I added C5 to form a 60kHz low-pass with R7 in the feedback loop, so U1's feedback network's gain should drop to -40dB by 10MHz. The R9-C3 lowpass in U2's feedback loop will bring the feedback network gain there close to -60dB by 10MHz. Each of these filters will give 90 degrees of phase shift well before 10MHz. So my question is, is there any chance the op-amp's poles will drop the open-loop gain 50dB by the time they add 90 degrees of phase shift? If so, this should result in a loop gain of less than 1 at 180 degrees phase shift, which will make each circuit stable. But it seems like filters will typically show a phase shift much more quickly than they'll attenuate to that degree.

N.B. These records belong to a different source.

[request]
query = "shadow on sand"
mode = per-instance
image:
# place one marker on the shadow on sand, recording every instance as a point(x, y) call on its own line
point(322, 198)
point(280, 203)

Is there anything I'm missing in this analysis? How is dominant-pole frequency compensation of this sort viable outside of extremely low signal frequencies or extremely fast op-amps?
 

MrAl

Joined Jun 17, 2014
7,762
Hi,

Connecting C5 in that manner is not the right way to make a low pass filter. You dont mess with the inverting terminal in that way you either make a low pass filter the right way or you dont make any low pass filter.
What you have done in effect is create both a low pass filter and another high pass filter at the same time. The high pass is because the cap is also present in the feedback loop and because it looks like a low pass as viewed by the output of the op amp, it is actually a high pass to the input of the circuit (inverse function theory).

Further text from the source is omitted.